Pasta Alla Norma With Sweet Pink Sauce And Fresh Mozzarella
A delightful twist on the classic Sicilian dish, this Pasta alla Norma features a creamy sweet pink sauce enriched with fresh mozzarella for a comforting and flavorful meal.
Ingredients
Ingredients
- 1 large eggplant
- 2 tbsp olive oil
- 400 g pasta
- 1 medium onion
- 2 cloves garlic
- 1 can (400g) crushed tomatoes
- 1/2 cup heavy cream
- 1 tbsp balsamic vinegar
- 1 tsp sugar
- to taste salt
- to taste black pepper
- 250 g fresh mozzarella
- to garnish fresh basil
- optional grated parmesan cheese
Instructions
- Roast 1 large eggplant, cubed, in an oven at 400°F (200°C) for 25 minutes, drizzling with olive oil and seasoning with salt.

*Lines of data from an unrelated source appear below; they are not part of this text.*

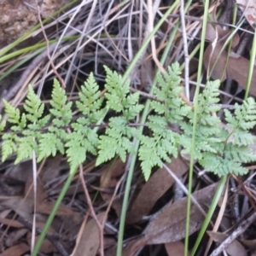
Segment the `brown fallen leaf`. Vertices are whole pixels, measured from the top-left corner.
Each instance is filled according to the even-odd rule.
[[[180,241],[167,242],[165,247],[169,256],[184,255],[184,244]],[[189,256],[190,253],[189,253],[188,255]]]
[[[102,223],[106,212],[97,214],[100,223]],[[100,246],[100,232],[96,221],[92,218],[82,230],[81,237],[72,253],[72,256],[95,256]]]
[[[229,236],[219,232],[207,231],[207,234],[212,238],[213,241],[221,243]],[[237,241],[233,241],[226,248],[225,251],[230,256],[247,256],[247,253],[244,247]]]
[[[236,80],[239,85],[245,90],[249,68],[249,61],[242,56],[233,55],[229,56],[229,61],[226,66],[226,61],[228,58],[227,52],[224,50],[219,55],[222,47],[223,44],[218,43],[216,44],[215,49],[212,51],[212,45],[208,45],[204,54],[205,68],[210,67],[210,70],[212,70],[211,73],[212,79],[221,79],[221,81],[224,81],[229,78]],[[256,96],[256,67],[253,67],[252,84],[249,92],[253,96]]]
[[[209,206],[216,191],[218,183],[193,193],[202,207]],[[180,241],[185,236],[187,197],[167,205],[146,227],[143,236],[132,241],[124,249],[124,255],[133,255],[141,247],[150,244],[168,243]],[[194,205],[190,210],[189,235],[199,230],[204,216]]]
[[[19,243],[2,253],[1,256],[20,256],[28,252],[30,247],[26,243]]]
[[[255,0],[236,0],[238,7],[243,11],[243,15],[248,23],[256,27],[256,1]]]
[[[172,158],[168,167],[177,175],[181,177],[188,171],[187,164],[180,158]],[[150,179],[143,185],[136,200],[127,213],[126,222],[135,223],[143,216],[148,215],[155,202],[174,183],[173,177],[164,168],[157,170]]]
[[[125,172],[125,163],[117,160],[113,164],[107,166],[101,175],[101,195],[105,202],[109,203],[119,177]],[[115,210],[118,216],[121,213],[122,198],[113,201],[112,208]]]

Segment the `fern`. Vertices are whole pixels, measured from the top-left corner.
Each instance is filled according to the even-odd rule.
[[[108,128],[100,136],[96,166],[119,155],[125,161],[126,154],[132,152],[131,137],[138,136],[138,130],[129,126],[143,106],[138,104],[139,93],[130,95],[129,81],[122,84],[122,77],[105,67],[107,105],[122,116],[109,119]]]
[[[65,90],[61,88],[60,83],[55,79],[50,101],[49,116],[52,119],[52,125],[47,131],[42,134],[39,139],[39,153],[38,160],[45,157],[55,156],[59,151],[65,154],[65,143],[67,137],[67,128],[72,119],[72,102],[67,102]]]
[[[139,160],[146,180],[148,179],[152,167],[162,166],[162,160],[170,161],[171,155],[177,156],[180,136],[170,130],[169,125],[182,122],[191,111],[179,97],[183,91],[180,84],[180,71],[177,63],[168,67],[163,75],[157,74],[159,87],[154,92],[157,101],[151,102],[156,114],[148,117],[146,123],[151,130],[152,137],[142,136],[139,148]]]
[[[70,171],[86,160],[88,154],[96,156],[96,165],[115,156],[123,161],[133,154],[133,139],[140,141],[138,159],[143,173],[148,179],[154,166],[162,166],[172,157],[191,153],[194,109],[179,96],[180,70],[172,64],[166,73],[157,74],[157,87],[151,100],[146,124],[138,122],[143,105],[139,92],[130,92],[129,81],[105,67],[106,92],[101,92],[90,73],[73,104],[57,80],[54,81],[49,113],[31,86],[21,111],[3,101],[9,132],[2,136],[2,160],[16,154],[15,163],[30,159],[33,150],[38,161],[61,152],[67,158]],[[255,143],[250,133],[256,125],[256,108],[249,98],[235,111],[224,110],[226,125],[218,117],[220,108],[219,81],[207,83],[199,96],[196,113],[195,156],[199,163],[217,175],[247,172],[243,163],[256,161],[250,145]],[[107,114],[108,113],[108,114]],[[104,120],[103,125],[102,120]],[[1,121],[1,117],[0,117]],[[0,122],[0,131],[5,128]],[[141,134],[138,125],[145,127]]]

- Cook 400g of pasta in a large pot of salted boiling water until al dente, following package instructions.
- In a large skillet, heat 2 tablespoons of olive oil over medium heat, then sauté 1 diced onion and 2 minced garlic cloves until translucent.
- Add 1 can (400g) of crushed tomatoes and stir, cooking for about 5 minutes until slightly thickened.
- Pour in 1/2 cup (120ml) of heavy cream and 1 tablespoon of balsamic vinegar, stirring to combine.
- Add in 1 teaspoon of sugar to balance the acidity and season with salt and pepper to taste.
- Mix in the roasted eggplant and cook for an additional 5 minutes.
- Drain the cooked pasta and reserve 1/2 cup of pasta water.
- Combine the pasta with the sweet pink sauce, adding reserved pasta water gradually until desired consistency is achieved.
- Tear 250g of fresh mozzarella into pieces and gently fold into the pasta until slightly melted.
- Garnish with fresh basil leaves and additional grated Parmesan cheese if desired.
- Serve immediately and enjoy the rich flavors with a side of crusty bread.